Я уже шел к двери, когда Сегарра крикнул мне в спину:

– Рад знакомству, Пол. Как-нибудь обязательно пообедаем вместе.

– Да о чем речь, – сказал я.

Остаток дня я провел в архиве и ушел в восемь. На выходе из редакции столкнулся с Салой.

– Ты вечером что делаешь? – спросил он.

– Ничего, – ответил я.

Он расцвел.

– Отлично. Мне тут надо сделать кое-какие снимки в казино. Хочешь со мной?

– Да, наверно. А в таком виде туда пускают?

– А то, – сказал он, ухмыляясь. – Лишь бы галстук был на месте.

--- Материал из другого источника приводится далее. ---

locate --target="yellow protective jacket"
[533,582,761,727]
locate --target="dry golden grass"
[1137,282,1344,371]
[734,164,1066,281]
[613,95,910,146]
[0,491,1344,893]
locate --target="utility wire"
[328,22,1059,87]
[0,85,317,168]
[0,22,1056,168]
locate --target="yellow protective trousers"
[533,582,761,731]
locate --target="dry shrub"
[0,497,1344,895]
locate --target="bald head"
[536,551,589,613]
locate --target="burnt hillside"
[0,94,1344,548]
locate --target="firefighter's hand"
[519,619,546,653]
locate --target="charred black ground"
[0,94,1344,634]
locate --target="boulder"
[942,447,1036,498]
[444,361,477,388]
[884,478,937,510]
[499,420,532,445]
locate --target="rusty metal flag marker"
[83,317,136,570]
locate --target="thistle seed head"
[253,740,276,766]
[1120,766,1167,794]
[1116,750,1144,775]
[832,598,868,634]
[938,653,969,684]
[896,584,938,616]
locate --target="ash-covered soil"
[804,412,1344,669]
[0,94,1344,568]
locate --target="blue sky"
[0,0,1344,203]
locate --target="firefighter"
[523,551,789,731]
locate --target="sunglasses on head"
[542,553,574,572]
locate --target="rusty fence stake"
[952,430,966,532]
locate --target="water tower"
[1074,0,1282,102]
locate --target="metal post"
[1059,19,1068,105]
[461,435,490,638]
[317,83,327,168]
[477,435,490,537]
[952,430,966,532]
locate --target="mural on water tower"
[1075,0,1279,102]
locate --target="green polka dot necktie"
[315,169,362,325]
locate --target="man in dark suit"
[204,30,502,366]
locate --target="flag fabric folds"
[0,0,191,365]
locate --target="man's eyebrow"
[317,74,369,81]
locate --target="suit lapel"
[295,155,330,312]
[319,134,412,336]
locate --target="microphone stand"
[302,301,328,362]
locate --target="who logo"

– Ладно. Я пока у Ала посижу. Заскочи, когда здесь закончишь.

Он кивнул.

– Минут через тридцать. Только пленку проявлю.

Вечер стоял душный, и набережная кишмя кишела крысами. В нескольких кварталах от меня стоял пришвартованный круизный лайнер. Палуба сияла тысячами огней, изнутри доносилась музыка. У подножия трапа кучковалась группа американских бизнесменов с женами. Я перешел на ту сторону улицы, но в тишине свободно слышал их разговоры; счастливые, чуточку возбужденные голоса людей из американской глубинки, из захолустных городков, где они проводили по пятьдесят недель в году. Я остановился, скрываясь в тени какого-то древнего склада и чувствуя себя человеком без роду и племени. Меня они видеть не могли, и я несколько минут за ними наблюдал, слушая голоса из Иллинойса, Миссури или Канзаса, знакомые-презнакомые. Потом я двинулся дальше, по-прежнему держась тени, и свернул на подъем к холму Кайе-О’Лири.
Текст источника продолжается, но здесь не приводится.